2. The objective, impersonal third person narration of the deposition, which records (an edited version of) the official law documents associated with the case of the San Dominick. No particular narrator is associated with the deposition, but it’s obviously coming from some source. Just for fun, I call the seemingly invisible, un-identifiable narrator of the Deposition Lucy Lawless.
So here’s the question for you to consider: Can you name any aspect of Lucy Lawless’s account that might be inaccurate, biased, or incomplete? If so, can you identify a person from the story who might be able to provide a more complete, less biased, or more accurate version of that aspect of the story?
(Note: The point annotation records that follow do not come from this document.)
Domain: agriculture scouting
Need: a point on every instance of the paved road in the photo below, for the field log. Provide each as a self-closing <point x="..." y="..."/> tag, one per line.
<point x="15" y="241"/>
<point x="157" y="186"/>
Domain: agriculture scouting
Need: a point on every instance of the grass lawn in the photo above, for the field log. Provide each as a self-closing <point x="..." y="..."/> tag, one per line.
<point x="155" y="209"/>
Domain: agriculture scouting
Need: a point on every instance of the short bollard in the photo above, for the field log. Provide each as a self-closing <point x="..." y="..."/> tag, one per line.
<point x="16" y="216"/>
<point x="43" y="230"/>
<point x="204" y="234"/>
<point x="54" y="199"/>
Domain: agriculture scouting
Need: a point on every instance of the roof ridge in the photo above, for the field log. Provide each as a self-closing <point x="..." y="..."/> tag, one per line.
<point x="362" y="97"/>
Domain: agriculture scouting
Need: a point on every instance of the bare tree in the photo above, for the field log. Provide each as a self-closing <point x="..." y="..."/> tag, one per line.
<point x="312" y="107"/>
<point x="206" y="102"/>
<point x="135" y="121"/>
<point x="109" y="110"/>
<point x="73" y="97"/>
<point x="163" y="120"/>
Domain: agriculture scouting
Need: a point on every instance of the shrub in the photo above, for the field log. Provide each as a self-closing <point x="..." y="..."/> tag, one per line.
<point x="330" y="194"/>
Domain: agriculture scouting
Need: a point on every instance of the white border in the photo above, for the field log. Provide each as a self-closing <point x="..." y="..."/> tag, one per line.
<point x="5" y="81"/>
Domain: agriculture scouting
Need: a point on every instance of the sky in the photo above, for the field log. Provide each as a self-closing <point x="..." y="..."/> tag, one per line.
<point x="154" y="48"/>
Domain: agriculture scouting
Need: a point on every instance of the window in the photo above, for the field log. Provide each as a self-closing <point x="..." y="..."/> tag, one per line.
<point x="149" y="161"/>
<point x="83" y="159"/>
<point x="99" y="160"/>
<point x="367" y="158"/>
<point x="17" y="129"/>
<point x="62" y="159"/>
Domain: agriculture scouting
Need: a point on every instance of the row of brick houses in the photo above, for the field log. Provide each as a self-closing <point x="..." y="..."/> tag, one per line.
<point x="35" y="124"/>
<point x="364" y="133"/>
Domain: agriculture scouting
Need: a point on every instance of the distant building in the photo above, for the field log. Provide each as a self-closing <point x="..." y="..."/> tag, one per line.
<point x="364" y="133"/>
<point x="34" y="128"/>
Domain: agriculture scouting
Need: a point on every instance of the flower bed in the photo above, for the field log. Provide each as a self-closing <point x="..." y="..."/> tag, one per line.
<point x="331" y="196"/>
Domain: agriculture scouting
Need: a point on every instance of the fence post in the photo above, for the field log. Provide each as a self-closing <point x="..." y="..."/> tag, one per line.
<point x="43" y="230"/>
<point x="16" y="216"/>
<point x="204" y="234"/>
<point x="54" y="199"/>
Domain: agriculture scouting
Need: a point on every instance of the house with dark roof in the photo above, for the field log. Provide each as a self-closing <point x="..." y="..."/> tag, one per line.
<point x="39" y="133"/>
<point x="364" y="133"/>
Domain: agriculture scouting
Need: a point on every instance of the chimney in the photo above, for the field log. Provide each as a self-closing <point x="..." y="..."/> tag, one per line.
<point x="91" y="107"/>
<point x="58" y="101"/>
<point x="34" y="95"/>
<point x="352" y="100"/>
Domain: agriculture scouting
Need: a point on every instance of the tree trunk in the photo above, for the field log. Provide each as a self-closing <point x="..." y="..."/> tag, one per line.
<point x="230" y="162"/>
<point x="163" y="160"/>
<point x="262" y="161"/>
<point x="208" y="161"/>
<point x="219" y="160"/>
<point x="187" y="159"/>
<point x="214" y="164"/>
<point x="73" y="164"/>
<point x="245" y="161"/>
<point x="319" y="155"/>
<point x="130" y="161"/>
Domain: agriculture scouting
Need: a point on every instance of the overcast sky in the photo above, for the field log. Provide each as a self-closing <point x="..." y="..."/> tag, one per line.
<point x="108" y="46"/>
If not, please explain why you believe that Lucy Lawless tells the whole truth and nothing but the truth, accurately and without prejudice. Please post your ideas in an original thread, providing accurate and precise cited evidence to illustrate your thinking, and explain the evidence that you provide, as necessary.
Then, respond thoughtfully to at least one post from a classmate. A ‘thoughtful’ response will a) reinforce the evidence by pointing out other examples of the same theme and/or b) extend the logic by thinking about the idea: quibbling with the interpretation, considering the implications of the claim, identifying seeming internal contradictions, identifying fundamental assumptions, refining distinctions, etcetera. Avoid simply agreeing or amplifying another’s claim. Thoughtful posts must be original, and may not repeat posts made by others.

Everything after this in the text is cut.